As the family sleuth, I rang the solicitor because my mother was her last living descendant. But there wasn’t a stick left to Mum, my sister or me. The estate went to charity. We’d lost out on a fortune and that is, I believe, due to my mother marrying an Englishman.
On Mum’s side of the family, they prefer to keep the money in Wales. Once again, I was spitting feathers because each of my great aunts did exactly the same, they left their money to one another.
I’ve also come a cropper when it came to a friend’s will. I cared for a neighbour in her final years, often bathing her legs because she had cellulitis — an infection of the deeper layers of skin and the underlying tissue — and running errands for her. She was one of the family, I even invited her to share Christmas with us.
So, in front of her daughter, she announced that she was leaving me £5,000 (which I’d mentally spent). But as this wasn’t included in her will, the daughter wouldn’t honour her wishes and I didn’t see a penny. I sobbed my heart out and it was a harsh lesson to learn. Keep your will up to date!
That probably explains why I found a scheme where, for £200 a year, I can change my will up to four times a year. I drew up my first will in 1994 not long after becoming a single mum and since then, some years it’s a bit like the hokey-cokey.

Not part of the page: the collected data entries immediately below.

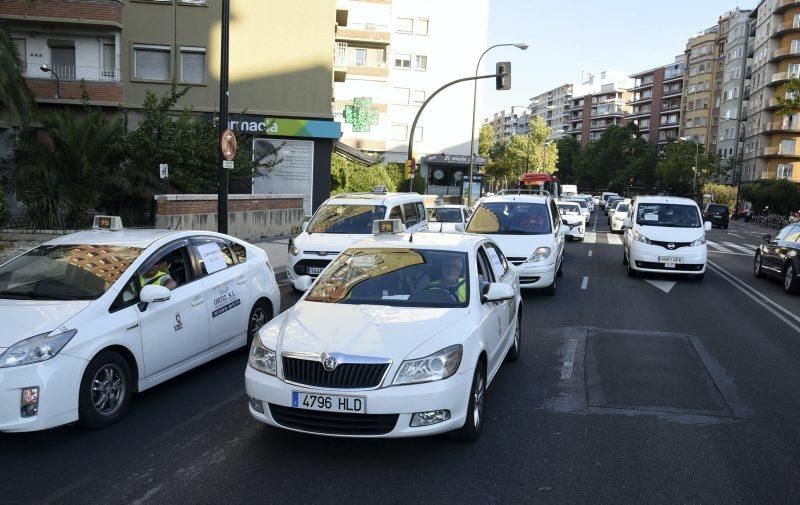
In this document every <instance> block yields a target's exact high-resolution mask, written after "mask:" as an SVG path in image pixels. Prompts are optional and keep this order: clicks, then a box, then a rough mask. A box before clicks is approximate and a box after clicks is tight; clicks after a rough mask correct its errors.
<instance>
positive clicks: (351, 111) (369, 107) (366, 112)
mask: <svg viewBox="0 0 800 505" xmlns="http://www.w3.org/2000/svg"><path fill="white" fill-rule="evenodd" d="M344 122H345V123H348V124H351V125H353V131H354V132H369V129H370V127H371V126H372V125H375V124H378V108H377V107H373V106H372V98H369V97H362V98H354V99H353V105H346V106H345V108H344Z"/></svg>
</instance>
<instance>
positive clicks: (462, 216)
mask: <svg viewBox="0 0 800 505" xmlns="http://www.w3.org/2000/svg"><path fill="white" fill-rule="evenodd" d="M427 211H428V231H437V232H441V233H463V232H464V229H465V228H466V226H467V221H469V216H471V215H472V209H470V208H469V207H467V206H466V205H437V206H435V207H427Z"/></svg>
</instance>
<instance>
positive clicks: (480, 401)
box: [455, 361, 486, 442]
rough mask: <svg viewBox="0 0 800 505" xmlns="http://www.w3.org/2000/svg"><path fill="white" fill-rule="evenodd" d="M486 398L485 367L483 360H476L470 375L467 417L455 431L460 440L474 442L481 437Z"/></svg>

Whenever I fall out with Hannah, the first thing I threaten to do is disinherit her — and out of the will she comes. It might only be for mere weeks, and I usually put her back in sharpish as I worry I’ll drop down dead before changing it back again.

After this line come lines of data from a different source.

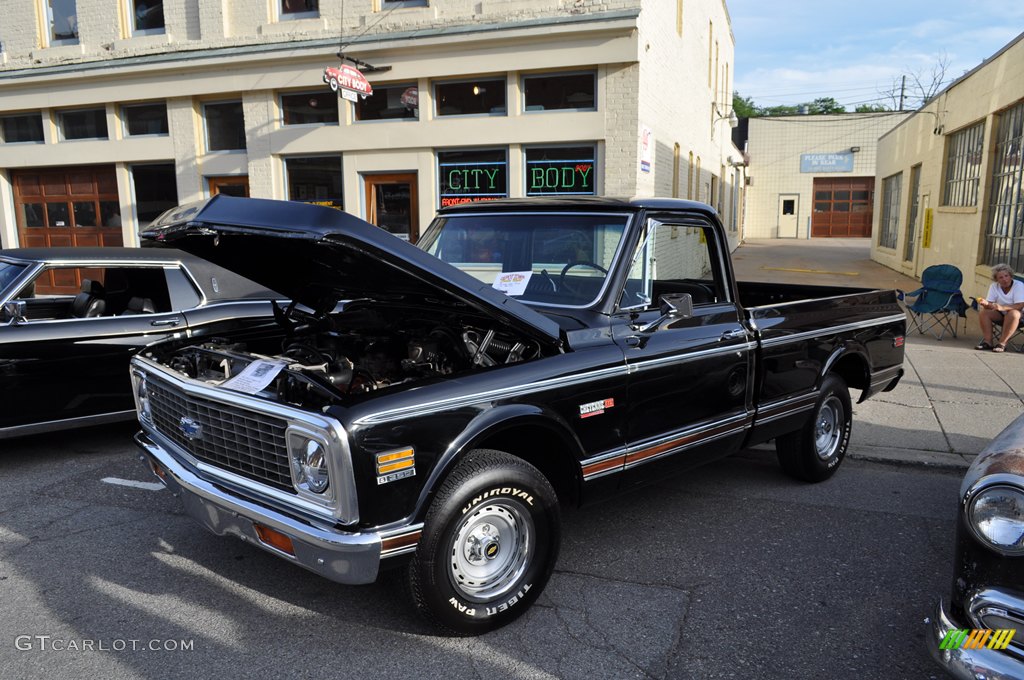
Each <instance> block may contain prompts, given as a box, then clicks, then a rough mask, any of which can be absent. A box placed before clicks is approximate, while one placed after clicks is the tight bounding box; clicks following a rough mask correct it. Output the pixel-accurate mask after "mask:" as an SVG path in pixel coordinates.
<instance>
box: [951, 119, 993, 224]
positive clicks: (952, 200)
mask: <svg viewBox="0 0 1024 680" xmlns="http://www.w3.org/2000/svg"><path fill="white" fill-rule="evenodd" d="M984 135H985V124H984V123H978V124H977V125H972V126H971V127H969V128H966V129H964V130H961V131H959V132H954V133H953V134H951V135H949V140H948V143H947V145H946V183H945V190H944V192H943V197H942V205H944V206H954V207H957V206H958V207H969V206H976V205H978V181H979V179H980V178H981V148H982V143H983V141H984Z"/></svg>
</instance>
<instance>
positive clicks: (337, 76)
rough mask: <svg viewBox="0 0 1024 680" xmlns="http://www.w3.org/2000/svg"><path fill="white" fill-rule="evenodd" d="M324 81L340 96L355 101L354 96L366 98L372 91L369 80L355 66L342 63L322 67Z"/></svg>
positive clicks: (355, 97)
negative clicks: (331, 66) (331, 65)
mask: <svg viewBox="0 0 1024 680" xmlns="http://www.w3.org/2000/svg"><path fill="white" fill-rule="evenodd" d="M324 82H325V83H327V84H328V85H330V86H331V89H332V90H334V91H335V92H338V93H339V94H340V95H341V96H342V98H344V99H348V100H349V101H355V99H356V97H362V98H364V99H366V98H367V97H368V96H370V95H371V94H373V93H374V88H373V86H372V85H371V84H370V81H368V80H367V79H366V77H365V76H364V75H362V74H361V73H360V72H359V70H358V69H356V68H355V67H350V66H348V65H347V63H343V65H341V66H340V67H337V68H335V67H328V68H327V69H324Z"/></svg>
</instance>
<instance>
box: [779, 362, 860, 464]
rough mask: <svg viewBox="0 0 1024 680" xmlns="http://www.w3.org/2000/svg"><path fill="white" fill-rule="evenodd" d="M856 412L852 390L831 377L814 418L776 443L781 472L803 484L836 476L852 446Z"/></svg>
mask: <svg viewBox="0 0 1024 680" xmlns="http://www.w3.org/2000/svg"><path fill="white" fill-rule="evenodd" d="M852 425H853V408H852V406H851V402H850V390H849V388H848V387H847V386H846V382H845V381H844V380H843V379H842V378H840V377H839V376H837V375H835V374H831V373H829V374H828V375H826V376H825V379H824V380H823V381H822V382H821V391H820V393H819V394H818V401H817V403H816V405H815V406H814V416H813V417H812V418H811V419H810V420H809V421H807V423H806V424H805V425H804V426H803V427H802V428H801V429H799V430H797V431H796V432H790V433H788V434H784V435H782V436H780V437H777V438H776V439H775V451H776V453H777V454H778V462H779V465H781V466H782V470H783V471H784V472H785V473H786V474H787V475H790V476H791V477H795V478H797V479H801V480H803V481H811V482H817V481H824V480H825V479H827V478H828V477H830V476H833V475H834V474H835V473H836V470H838V469H839V466H840V464H841V463H842V462H843V459H844V458H846V451H847V448H848V447H849V444H850V429H851V427H852Z"/></svg>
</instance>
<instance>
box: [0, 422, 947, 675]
mask: <svg viewBox="0 0 1024 680" xmlns="http://www.w3.org/2000/svg"><path fill="white" fill-rule="evenodd" d="M132 431H133V428H132V427H131V426H130V425H125V426H117V427H106V428H103V429H90V430H83V431H80V432H75V433H62V434H52V435H43V436H36V437H30V438H25V439H19V440H12V441H5V442H3V447H2V448H0V479H2V487H3V493H2V495H0V601H2V602H3V617H2V618H0V677H3V678H29V677H46V678H82V677H97V678H99V677H102V678H165V677H166V678H172V677H173V678H182V677H185V678H189V677H194V678H203V677H223V678H231V677H264V676H266V675H269V674H272V675H274V676H281V677H308V678H321V677H324V678H327V677H333V678H338V677H342V678H349V677H351V678H368V677H373V678H422V677H447V678H477V677H479V678H588V679H594V678H785V679H786V680H788V679H798V678H850V679H854V678H855V679H857V680H863V679H871V678H879V679H882V678H886V679H889V678H936V677H939V670H938V668H937V667H935V666H934V665H933V664H932V662H931V660H930V657H929V656H928V653H927V651H926V648H925V644H924V634H925V625H924V623H923V622H924V619H925V617H926V615H928V614H929V612H930V610H931V608H932V605H933V604H934V602H935V600H936V598H938V597H939V596H940V595H945V594H947V593H948V591H949V586H950V579H951V576H950V575H951V554H952V539H953V522H954V519H955V512H956V493H957V487H958V484H959V479H961V473H959V472H956V471H949V470H934V469H929V468H925V467H897V466H888V465H883V464H877V463H871V462H866V461H858V460H850V461H847V462H846V463H845V464H844V466H843V468H842V469H841V470H840V471H839V473H838V474H837V475H836V476H835V477H834V478H833V479H831V480H829V481H827V482H825V483H822V484H817V485H807V484H802V483H798V482H795V481H792V480H790V479H788V478H786V477H785V476H783V475H782V474H781V473H780V472H779V470H778V468H777V466H776V464H775V462H774V456H773V452H772V451H771V450H770V449H761V450H758V451H749V452H744V453H742V454H740V455H739V456H737V457H733V458H731V459H727V460H725V461H721V462H719V463H716V464H713V465H711V466H708V467H705V468H700V469H698V470H695V471H692V472H689V473H686V474H684V475H681V476H679V477H675V478H671V479H667V480H665V481H663V482H659V483H658V484H656V485H654V486H648V487H646V488H644V490H642V491H639V492H634V493H630V494H627V495H623V496H620V497H617V498H614V499H612V500H610V501H608V502H605V503H602V504H600V505H597V506H593V507H589V508H586V509H583V510H577V511H570V512H568V513H567V514H566V515H565V521H564V535H563V536H564V538H563V547H562V552H561V556H560V558H559V561H558V565H557V568H556V571H555V575H554V577H553V579H552V581H551V583H550V585H549V587H548V589H547V591H546V592H545V593H544V595H543V596H542V598H541V600H540V602H539V603H538V604H537V605H536V606H534V607H532V608H531V609H530V611H529V612H527V614H526V615H524V617H523V618H522V619H520V620H519V621H517V622H516V623H514V624H513V625H511V626H509V627H507V628H505V629H502V630H500V631H497V632H495V633H490V634H488V635H484V636H482V637H479V638H473V639H453V638H444V637H439V636H437V635H435V634H434V633H433V632H432V631H431V630H430V629H429V628H427V627H426V626H425V625H423V624H422V623H421V622H420V620H419V619H418V618H417V617H416V615H415V614H414V612H413V611H412V609H411V607H410V606H409V605H408V603H407V601H406V599H404V597H403V595H402V593H401V589H400V585H399V583H398V581H397V580H396V579H394V578H387V579H384V580H383V581H382V582H381V583H378V584H375V585H373V586H367V587H358V588H355V587H343V586H337V585H334V584H332V583H330V582H328V581H325V580H323V579H321V578H319V577H316V576H314V575H312V573H309V572H306V571H304V570H302V569H300V568H298V567H295V566H293V565H290V564H288V563H286V562H284V561H283V560H280V559H278V558H275V557H272V556H270V555H267V554H265V553H263V552H262V551H260V550H258V549H255V548H252V547H251V546H248V545H246V544H243V543H241V542H240V541H237V540H233V539H225V538H219V537H215V536H213V535H210V534H207V533H206V532H205V530H203V529H201V528H200V527H199V526H198V525H196V524H195V523H194V522H193V521H191V520H190V519H188V518H187V517H185V516H184V515H183V514H182V513H181V511H180V508H179V506H178V502H177V500H176V499H174V498H173V497H171V495H170V494H169V493H167V492H166V491H155V490H154V488H153V487H152V485H151V482H152V481H153V479H152V477H151V475H150V474H148V471H147V470H146V469H145V468H143V466H142V464H141V463H140V462H139V461H138V460H137V459H136V457H135V454H134V451H133V445H132V444H131V443H130V435H131V433H132ZM127 482H142V483H141V485H125V484H126V483H127ZM89 646H91V648H86V647H89ZM57 647H59V649H58V648H57Z"/></svg>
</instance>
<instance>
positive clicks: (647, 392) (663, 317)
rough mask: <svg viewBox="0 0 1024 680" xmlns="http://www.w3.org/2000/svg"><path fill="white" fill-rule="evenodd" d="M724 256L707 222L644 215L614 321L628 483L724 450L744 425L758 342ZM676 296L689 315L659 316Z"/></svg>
mask: <svg viewBox="0 0 1024 680" xmlns="http://www.w3.org/2000/svg"><path fill="white" fill-rule="evenodd" d="M727 257H728V254H727V253H726V252H725V248H724V247H723V245H722V244H721V243H720V242H719V241H718V237H717V232H716V230H715V228H714V226H713V225H712V224H710V223H708V222H706V221H702V220H700V221H697V220H680V221H679V222H675V223H673V222H668V221H658V220H654V219H650V220H648V221H647V224H646V227H645V233H644V236H643V238H642V239H641V242H640V243H639V245H638V247H637V250H636V253H635V255H634V258H633V261H632V266H631V270H630V273H629V277H628V279H627V281H626V284H625V286H624V290H623V295H622V299H621V302H620V305H618V310H617V312H616V313H615V315H614V317H613V321H612V334H613V336H614V338H615V342H616V343H618V344H620V346H621V347H622V348H623V351H624V353H625V355H626V363H627V365H628V367H629V379H628V380H629V383H628V388H627V400H626V408H627V410H628V415H627V423H628V425H627V437H626V439H627V457H626V474H625V477H624V478H625V480H626V482H627V483H633V482H638V481H642V480H645V479H647V478H650V477H657V476H658V475H660V474H664V473H665V472H667V471H668V470H669V469H676V468H681V467H689V466H691V465H696V464H698V463H700V462H703V461H706V460H709V459H711V458H717V457H720V456H725V455H728V454H730V453H732V452H734V451H736V450H737V449H738V448H739V445H740V443H741V441H742V438H743V435H744V433H745V431H746V429H748V428H749V426H750V422H751V417H752V415H753V375H754V373H753V367H752V360H753V355H754V350H755V347H756V342H755V340H754V337H753V334H751V333H750V332H749V330H748V328H746V325H745V324H744V322H743V314H742V310H741V309H740V307H739V304H738V302H737V301H736V300H735V299H733V298H734V296H733V287H732V286H730V285H728V282H729V281H730V280H729V279H728V277H730V275H731V267H729V266H727V264H726V259H725V258H727ZM679 294H687V295H689V296H690V299H691V300H692V313H691V314H679V313H670V314H666V313H664V312H663V310H662V309H660V308H659V307H660V305H659V300H660V298H662V297H663V296H679ZM676 299H677V301H678V300H680V298H679V297H677V298H676Z"/></svg>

She used to get very upset but now she says she doesn’t want my money. I don’t believe that for a minute.
Hannah says it’s too morbid to make a will in her 30s. But that didn’t stop her saying to Kevin one night when drunk: ‘If Mum dies first, will you leave all your worldly goods to us still?’ She knows perfectly well she will get everything.
What will she inherit? Well, there is our four-bedroom home, and Kevin and I own a rental property each. Mine is my pension plan.
There are also valuable items of jewellery I keep in the bank — I’m too worried to have them at home.
My gran’s opal ring is worth a small fortune. That’s going to Elise. They’re both Librans and Elise was born three months after Gran died. I have five engagement rings (no, I never returned them as I believe I earned them) and my second grandchild Isabella is getting the nicest of those.
There’s also a sapphire necklace and earrings for the younger ones, also kept under lock and key.
While my granddaughters and daughter know about these jewels, they know that to receive them, they need to look after me. They don’t question my choices — not at the moment, anyhow!
When the worst happens with Kevin, I will never marry again. How can I be so sure? I don’t want anyone else’s adult offspring conniving to get their hands on my money or my grandchildren’s inheritance.
When I die I want to be cremated and my ashes buried with Kevin’s. His only stipulation is that his ashes aren’t buried with any of my ex-husbands’.
At my funeral, Hannah wants Moon River played (the lines ‘Two drifters, off to see the world’ reminds her of me always going my own way in life) but I intend to write my own eulogy if I get enough notice. No one knows you like you know yourself, do they?
I’d like to think I’ll be remembered as a generous person, but I suspect I’ll be remembered as a lovable, interfering pain in the backside instead.